He said he would be at Kenya Cinema that morning, and asked if I could pick it up there. I tried my luck, and made my way there. I was hoping it would be my wallet, but I was also skeptical, tainted by my last encounter at the same place. And there I was again, one full circle. Meeting, for the second time, a person I have no idea how he looked like or what the outcome of the meeting would be.

"I am wearing shorts and a blue shirt"

Fortunately/Luckily, that meeting neutralized my previous experience at Kenya Cinema. The money in my wallet was gone, but the Key, my student card and my bandaid/haniplast was there.

This afternoon, I left Kenya cinema for the second time again, smiling.

Thankful that there are people like Kelvin, who would go all out to help someone else. I am sure his kind heart will bring him a good future. He is now a 22 year old, matatu conductor who is working for a wage of 300 Shilings (USD 4) a day, to support his parents and his sister who was pragnated after her high school. He never got a chance to attend highschool but said he would be saving up to learn to be an electrician or an engineer.

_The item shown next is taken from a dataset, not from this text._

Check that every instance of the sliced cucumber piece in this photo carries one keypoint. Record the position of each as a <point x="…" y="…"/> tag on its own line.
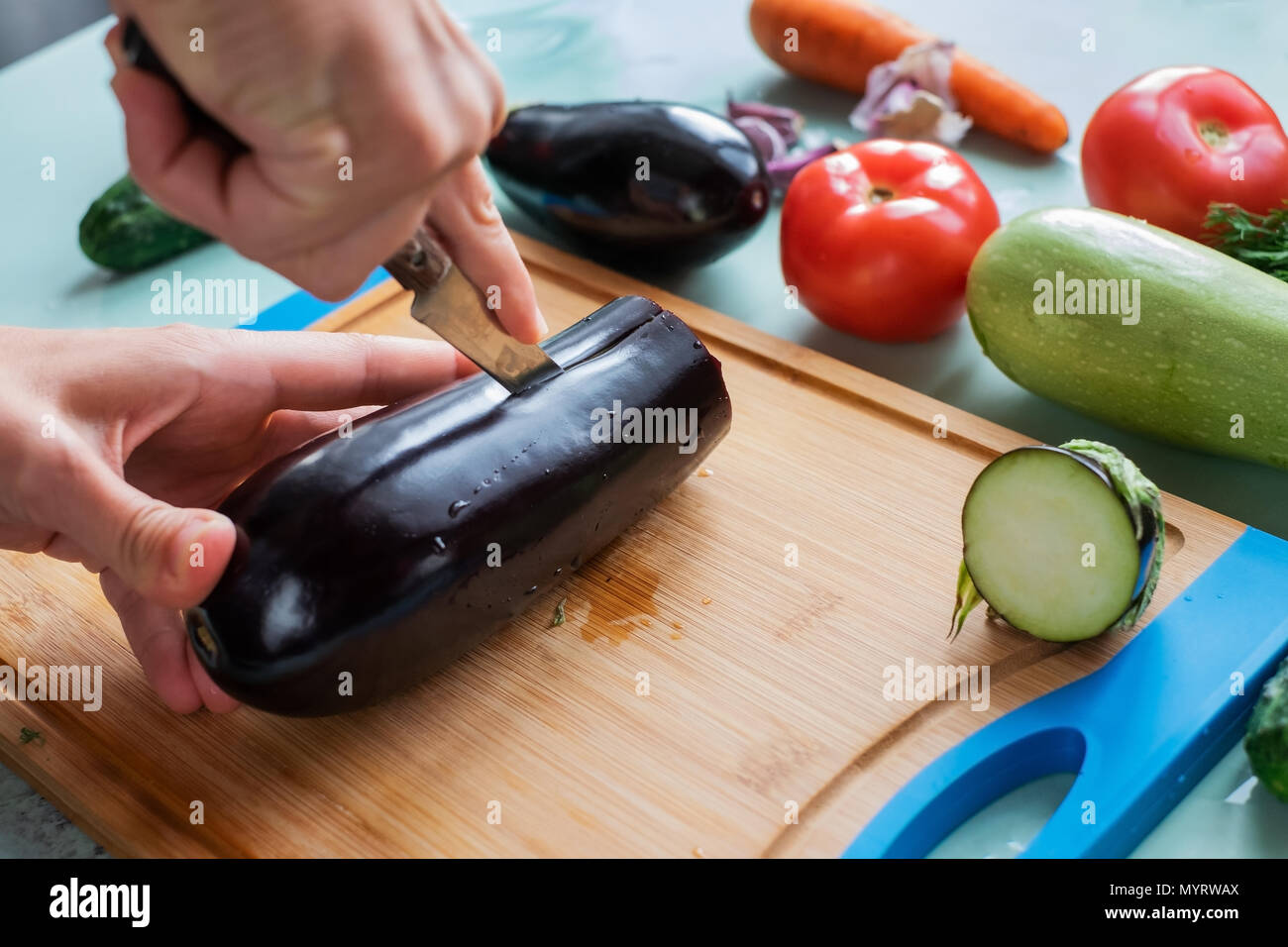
<point x="1063" y="543"/>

I asked him what he was thinking when he found my wallet and he said, "I found the keys and I thought, poor girl, she would be sleeping on the roads tonight, so I wanted to return it and called the number three times. My friends were telling me I shouldn't. What if she reported you to the police, and say you stole the wallet? I don't know why but I had to return it."

Whatever the reason, I am awed by the extent he went to return my wallet. It would have been easy to ignore it, and go on with his own life, but he chose otherwise.

It's amazing how small acts of kindness can make such a difference.